Выбрать главу

Наиболее интересным образом воспринимается там, по ту сторону бытия, ощущение времени. Как таковое оно отсутствует вовсе, но представить жизнь вне времени в рамках нашего повседневного опыта крайне сложно. Слишком уж фундаментальным является это понятие. Слишком уж привыкли мы наблюдать течение любых процессов во времени. Козырев много думал над этим вопросом и нашел для себя следующую аналогию.

Допустим, что мы сумели покинуть пределы нашего пространства, этой трехмерной поверхности четырехмерной сферы, и оказались внутри информационной матрицы. Вокруг нас лишь одна сплошная информация, а мы своей волей способны воплощать ее в некую зрительную (да и не только зрительную) иллюзию. Поскольку для создания видимости процесса необходимы изменения статической картинки, существует два варианта их достижения: двигаться с любой скоростью и в любом направлении сквозь акашапрану либо воздействовать на нее силой собственной мысли в соответствии со своими желаниями. Направление движения и определит конкретный процесс, то есть набор причинно-следственных переходов. При этом, учитывая необычные свойства памяти в новом мире, нам заранее известно, что нас ждет на любом из бесконечного множества таких путей.

Но и это еще не все. По ходу движения, легким мановением сознания, мы можем произвольно менять информацию, а значит, и последующие события. Более того, в любой момент мы вольны изменить скорость движения, остановиться, повернуть или даже вовсе двинуться в противоположном направлении. А потом еще раз снова пройти тем же либо тем же, но измененным, либо вообще другим маршрутом.

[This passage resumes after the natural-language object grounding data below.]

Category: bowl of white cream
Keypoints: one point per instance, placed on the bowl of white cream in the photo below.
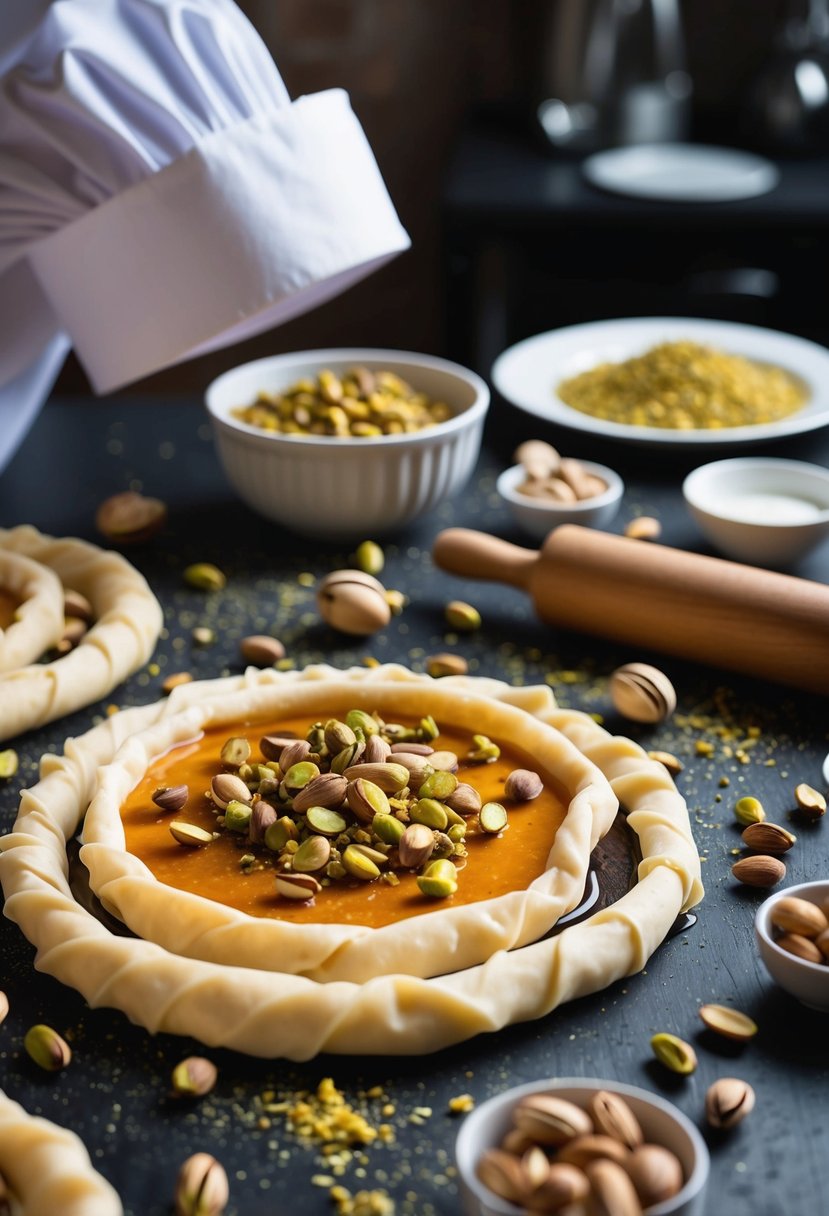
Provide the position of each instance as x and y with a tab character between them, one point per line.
760	510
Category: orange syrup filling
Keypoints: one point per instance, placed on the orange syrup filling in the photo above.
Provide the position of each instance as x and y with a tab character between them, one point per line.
494	866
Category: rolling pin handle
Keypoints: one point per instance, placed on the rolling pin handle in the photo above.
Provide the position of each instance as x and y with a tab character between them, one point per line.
478	556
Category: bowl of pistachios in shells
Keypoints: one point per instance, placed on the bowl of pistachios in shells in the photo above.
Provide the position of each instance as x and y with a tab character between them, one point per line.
344	443
580	1146
545	489
793	936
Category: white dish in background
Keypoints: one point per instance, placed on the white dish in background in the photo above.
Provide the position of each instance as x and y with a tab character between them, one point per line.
528	373
759	510
660	1120
689	173
540	516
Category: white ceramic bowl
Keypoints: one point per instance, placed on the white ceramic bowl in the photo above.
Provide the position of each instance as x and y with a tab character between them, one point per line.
760	510
539	516
348	488
807	981
661	1124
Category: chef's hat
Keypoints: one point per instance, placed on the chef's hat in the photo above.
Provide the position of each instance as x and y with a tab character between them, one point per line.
161	196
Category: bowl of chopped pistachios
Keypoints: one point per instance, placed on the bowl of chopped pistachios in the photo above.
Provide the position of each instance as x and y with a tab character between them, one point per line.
343	443
580	1146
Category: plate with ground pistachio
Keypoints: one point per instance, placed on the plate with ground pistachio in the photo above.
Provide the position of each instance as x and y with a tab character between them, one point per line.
670	381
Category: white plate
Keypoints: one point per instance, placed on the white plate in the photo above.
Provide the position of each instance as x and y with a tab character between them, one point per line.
692	173
526	375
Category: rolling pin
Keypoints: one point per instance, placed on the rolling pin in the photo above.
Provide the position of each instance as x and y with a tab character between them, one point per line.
703	608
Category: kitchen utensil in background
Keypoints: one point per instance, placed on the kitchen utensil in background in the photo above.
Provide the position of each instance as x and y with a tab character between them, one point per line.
701	608
613	72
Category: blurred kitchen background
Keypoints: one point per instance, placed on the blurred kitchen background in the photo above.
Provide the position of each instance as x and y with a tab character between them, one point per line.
507	237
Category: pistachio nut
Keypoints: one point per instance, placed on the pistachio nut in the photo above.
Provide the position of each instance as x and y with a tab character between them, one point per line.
170	798
353	602
466	799
193	1076
767	838
612	1189
190	834
655	1174
370	557
235	752
389	776
439	879
462	617
492	817
261	649
204	576
810	801
674	1053
46	1048
446	665
613	1116
563	1186
728	1101
297	887
226	787
359	866
759	871
129	518
642	692
523	784
749	810
793	915
416	845
551	1120
9	763
366	800
311	856
502	1174
263	815
327	789
728	1023
202	1187
325	821
804	947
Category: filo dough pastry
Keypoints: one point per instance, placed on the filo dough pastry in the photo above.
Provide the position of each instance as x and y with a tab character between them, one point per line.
276	1014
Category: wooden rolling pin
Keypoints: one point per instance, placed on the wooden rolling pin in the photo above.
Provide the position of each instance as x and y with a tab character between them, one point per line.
731	615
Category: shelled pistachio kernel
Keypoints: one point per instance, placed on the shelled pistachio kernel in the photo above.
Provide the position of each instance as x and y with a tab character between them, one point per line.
439	879
492	818
193	1076
446	665
811	804
9	764
204	576
674	1053
370	557
749	810
727	1022
46	1048
190	834
462	617
202	1187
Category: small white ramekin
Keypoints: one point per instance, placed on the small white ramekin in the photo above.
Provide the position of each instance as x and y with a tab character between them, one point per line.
333	488
661	1124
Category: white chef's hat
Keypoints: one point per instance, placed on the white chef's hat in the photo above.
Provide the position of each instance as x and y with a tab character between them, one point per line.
161	196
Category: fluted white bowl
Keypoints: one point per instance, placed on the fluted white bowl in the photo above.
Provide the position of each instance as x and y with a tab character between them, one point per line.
340	488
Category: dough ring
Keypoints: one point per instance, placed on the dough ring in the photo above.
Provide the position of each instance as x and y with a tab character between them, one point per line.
275	1014
446	939
48	1167
128	620
39	620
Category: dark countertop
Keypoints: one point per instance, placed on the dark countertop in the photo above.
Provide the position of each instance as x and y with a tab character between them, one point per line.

Ну и где здесь, спрашивается, место для времени, этого жесткого мерила последовательности действий? Память хранит все данные сразу. События происходят как угодно, когда угодно и какие угодно! Их можно повернуть вспять или бесконечно проходить по одному и тому же пути. А то и вовсе замереть на месте, наслаждаясь прелестью конкретного момента.

Вот она, наша бессмертная душа, вот тот способ существования, о котором можно только мечтать, попав в жесткие рамки земной реальности!

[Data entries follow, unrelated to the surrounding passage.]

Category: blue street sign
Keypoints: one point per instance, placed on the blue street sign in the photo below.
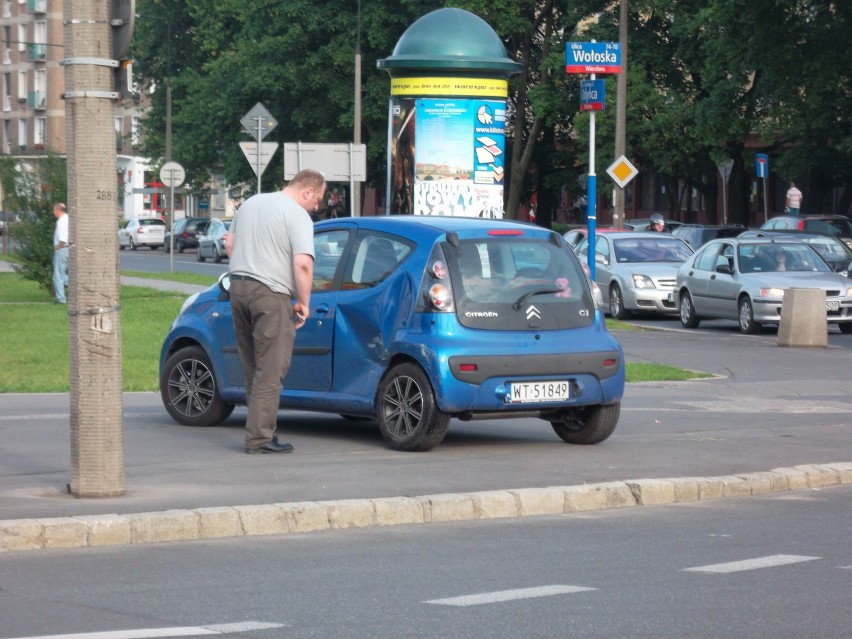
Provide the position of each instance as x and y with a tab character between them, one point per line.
761	165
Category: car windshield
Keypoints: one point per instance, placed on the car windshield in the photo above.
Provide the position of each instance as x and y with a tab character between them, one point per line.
777	258
663	249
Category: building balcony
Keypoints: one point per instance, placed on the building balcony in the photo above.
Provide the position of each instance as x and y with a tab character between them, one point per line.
36	52
36	100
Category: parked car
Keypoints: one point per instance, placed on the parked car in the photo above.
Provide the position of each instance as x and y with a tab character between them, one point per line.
745	280
142	231
697	235
642	224
636	271
830	248
186	231
415	320
836	225
576	235
211	243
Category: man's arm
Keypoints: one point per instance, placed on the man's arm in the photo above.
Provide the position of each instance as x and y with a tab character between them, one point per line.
303	271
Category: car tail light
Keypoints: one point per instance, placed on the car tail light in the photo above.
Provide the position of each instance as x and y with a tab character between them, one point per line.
440	297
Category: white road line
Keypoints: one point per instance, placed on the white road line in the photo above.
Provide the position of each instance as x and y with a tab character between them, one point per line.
507	595
153	633
753	564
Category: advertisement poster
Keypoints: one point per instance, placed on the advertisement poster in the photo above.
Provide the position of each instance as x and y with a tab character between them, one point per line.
447	156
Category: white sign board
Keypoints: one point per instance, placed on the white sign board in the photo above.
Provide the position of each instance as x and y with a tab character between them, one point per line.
337	162
267	150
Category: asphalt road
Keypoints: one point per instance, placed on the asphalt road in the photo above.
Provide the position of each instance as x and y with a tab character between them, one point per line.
770	567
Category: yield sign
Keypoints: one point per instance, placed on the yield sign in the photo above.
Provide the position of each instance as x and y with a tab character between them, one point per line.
259	157
258	122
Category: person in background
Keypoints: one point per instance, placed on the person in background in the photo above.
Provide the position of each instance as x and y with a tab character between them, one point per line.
271	261
60	253
793	201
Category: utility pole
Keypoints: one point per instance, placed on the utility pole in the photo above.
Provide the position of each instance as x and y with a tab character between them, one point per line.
94	318
621	112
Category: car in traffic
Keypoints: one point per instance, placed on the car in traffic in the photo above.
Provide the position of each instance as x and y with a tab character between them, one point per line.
415	320
830	248
745	280
697	235
142	231
186	231
833	224
636	270
211	244
643	224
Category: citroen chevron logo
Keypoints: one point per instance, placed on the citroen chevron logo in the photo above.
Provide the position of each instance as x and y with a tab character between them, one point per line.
532	311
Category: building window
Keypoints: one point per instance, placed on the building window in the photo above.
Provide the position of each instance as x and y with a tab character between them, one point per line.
40	132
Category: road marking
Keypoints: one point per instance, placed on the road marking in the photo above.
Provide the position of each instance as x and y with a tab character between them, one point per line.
153	633
507	595
753	564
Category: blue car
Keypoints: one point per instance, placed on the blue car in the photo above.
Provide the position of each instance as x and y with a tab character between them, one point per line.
416	320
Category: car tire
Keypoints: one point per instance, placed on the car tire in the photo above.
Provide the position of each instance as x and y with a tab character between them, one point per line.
188	389
616	303
746	317
408	416
588	424
688	318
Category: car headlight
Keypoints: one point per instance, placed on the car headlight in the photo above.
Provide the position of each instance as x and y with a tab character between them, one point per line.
642	281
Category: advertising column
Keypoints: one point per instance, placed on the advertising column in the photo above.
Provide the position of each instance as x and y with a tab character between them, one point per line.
447	117
447	146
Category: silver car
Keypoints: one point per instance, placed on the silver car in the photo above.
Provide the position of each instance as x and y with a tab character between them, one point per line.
211	244
745	280
636	271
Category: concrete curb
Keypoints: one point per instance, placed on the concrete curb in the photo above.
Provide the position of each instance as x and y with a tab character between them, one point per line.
302	517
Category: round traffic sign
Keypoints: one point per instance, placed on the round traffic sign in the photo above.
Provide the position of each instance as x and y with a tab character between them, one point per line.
172	174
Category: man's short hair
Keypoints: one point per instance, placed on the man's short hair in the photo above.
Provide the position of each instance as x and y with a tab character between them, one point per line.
308	178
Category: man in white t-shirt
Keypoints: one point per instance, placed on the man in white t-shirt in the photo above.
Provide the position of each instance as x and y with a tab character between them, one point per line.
60	253
793	203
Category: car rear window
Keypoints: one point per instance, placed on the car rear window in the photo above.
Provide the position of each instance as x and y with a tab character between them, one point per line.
513	283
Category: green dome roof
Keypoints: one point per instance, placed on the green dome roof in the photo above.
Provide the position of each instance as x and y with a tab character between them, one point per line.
450	39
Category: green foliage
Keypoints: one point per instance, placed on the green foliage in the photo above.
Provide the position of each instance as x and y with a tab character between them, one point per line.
32	188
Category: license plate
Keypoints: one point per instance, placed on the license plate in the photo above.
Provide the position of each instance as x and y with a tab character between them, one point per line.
535	392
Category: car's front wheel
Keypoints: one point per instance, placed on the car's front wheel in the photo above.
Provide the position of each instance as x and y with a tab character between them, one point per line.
588	424
188	389
616	303
746	315
408	416
687	311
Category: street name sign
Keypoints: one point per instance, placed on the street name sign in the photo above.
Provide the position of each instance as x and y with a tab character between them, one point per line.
592	57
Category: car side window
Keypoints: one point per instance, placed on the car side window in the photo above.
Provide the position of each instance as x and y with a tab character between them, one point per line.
374	258
328	251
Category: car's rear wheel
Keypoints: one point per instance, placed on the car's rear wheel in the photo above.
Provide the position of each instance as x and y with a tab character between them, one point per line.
188	389
588	424
746	315
616	303
408	416
687	311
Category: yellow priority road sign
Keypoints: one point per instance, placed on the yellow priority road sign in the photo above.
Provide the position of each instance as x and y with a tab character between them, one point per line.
622	171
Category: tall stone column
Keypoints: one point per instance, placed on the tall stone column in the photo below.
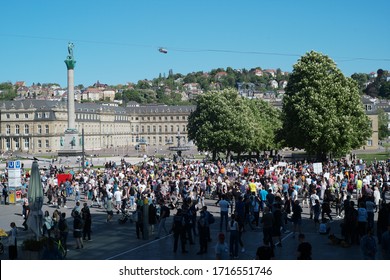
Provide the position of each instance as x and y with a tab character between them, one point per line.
71	108
70	143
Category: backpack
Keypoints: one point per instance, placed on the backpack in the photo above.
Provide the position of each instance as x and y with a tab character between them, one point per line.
62	225
210	218
167	211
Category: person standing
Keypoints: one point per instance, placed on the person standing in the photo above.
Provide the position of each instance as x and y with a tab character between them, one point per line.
362	218
139	223
304	249
268	220
47	224
12	241
78	229
179	231
109	209
224	210
203	231
87	221
265	252
5	194
296	217
368	246
234	237
64	230
385	244
313	198
221	248
164	214
26	212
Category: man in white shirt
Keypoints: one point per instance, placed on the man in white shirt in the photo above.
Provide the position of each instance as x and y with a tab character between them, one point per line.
118	199
224	207
313	198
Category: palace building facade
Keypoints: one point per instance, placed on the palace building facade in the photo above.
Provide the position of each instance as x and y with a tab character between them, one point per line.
37	126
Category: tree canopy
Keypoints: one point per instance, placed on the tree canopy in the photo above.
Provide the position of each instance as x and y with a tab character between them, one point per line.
322	110
225	122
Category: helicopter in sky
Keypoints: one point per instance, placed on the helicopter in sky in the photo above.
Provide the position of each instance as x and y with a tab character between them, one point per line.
162	50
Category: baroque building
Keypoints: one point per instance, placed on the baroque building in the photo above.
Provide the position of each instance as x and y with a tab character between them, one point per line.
37	126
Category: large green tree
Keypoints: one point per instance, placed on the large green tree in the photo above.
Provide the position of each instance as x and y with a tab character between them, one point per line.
322	110
226	122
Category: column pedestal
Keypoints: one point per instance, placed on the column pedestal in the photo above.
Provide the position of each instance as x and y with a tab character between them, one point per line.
70	144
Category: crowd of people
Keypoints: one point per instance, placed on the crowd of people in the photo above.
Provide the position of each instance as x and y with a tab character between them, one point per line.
254	194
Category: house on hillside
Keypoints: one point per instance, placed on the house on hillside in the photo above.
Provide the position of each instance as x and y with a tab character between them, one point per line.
274	84
192	90
371	110
270	72
220	75
19	84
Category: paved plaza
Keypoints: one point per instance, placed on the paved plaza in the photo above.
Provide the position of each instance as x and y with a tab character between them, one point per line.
114	241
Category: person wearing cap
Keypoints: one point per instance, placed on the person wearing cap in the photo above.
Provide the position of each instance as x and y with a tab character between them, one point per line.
221	248
304	249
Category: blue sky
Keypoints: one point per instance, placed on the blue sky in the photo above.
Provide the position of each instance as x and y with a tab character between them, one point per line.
117	41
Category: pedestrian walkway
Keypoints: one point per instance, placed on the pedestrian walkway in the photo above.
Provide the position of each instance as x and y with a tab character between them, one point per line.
113	241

Для Козырева подобные домыслы несли в себе нечто большее, чем обычно присуще фантазиям на отвлеченную тему. У него были веские основания полагать, что все именно так и обстоит на самом деле, что вне нашего пространства существует нечто, что не только является прибежищем для почивших душ, но и оказывает важное, основополагающе влияние на события привычного нам мира. И подобные умозрительные заключения давали, пожалуй, единственную возможность хоть как-то вообразить, представить для себя чуть более обобщенную картину. Вынырнуть из воды повседневной действительности, подняться над видимой реальностью и попытаться, пусть и гипотетически, взглянуть на нее как бы извне, из другой точки, в которой отсутствуют столь знакомые нам ограничения и стереотипы.

Вот только не было у Арсения человека, который мог бы выслушать, понять, а может быть, даже и поддержать столь смелые, революционные идеи. В наш прагматичный век люди разделились на два лагеря. Вооруженные знаниями, высокообразованные, цивилизованные люди, как правило, скептически относились к вопросам существования загробного мира или потусторонней жизни. Те же, кто в нее свято верил, был слишком далек обычно от научных исследований и академических теорий. Козырев не раз пытался заводить разговор на волнующие его темы, но в лучшем случае нарывался на недоумение и непонимание. Многие же откровенно поднимали его на смех. Он вяло оправдывался, говорил: «Я физик. Для отрицания чего-либо мне нужны веские основания».

Ему возражали, что для подобных утверждений основания нужны не менее весомые.

«А я не утверждаю и не отрицаю, – все еще надеялся он быть услышанным, – я всего лишь предлагаю поговорить, обсудить, поспорить. Высказать соображения за или против. Ведь это так интересно! Ведь это может пролить свет на самый важный вопрос человеческого бытия! Кто мы, зачем мы здесь, с какой целью? И есть ли что-то помимо того, что рисуют перед нами пять органов нашего чувственного восприятия». Но каждый раз он лишь снова натыкался на глухую стену человеческого непонимания.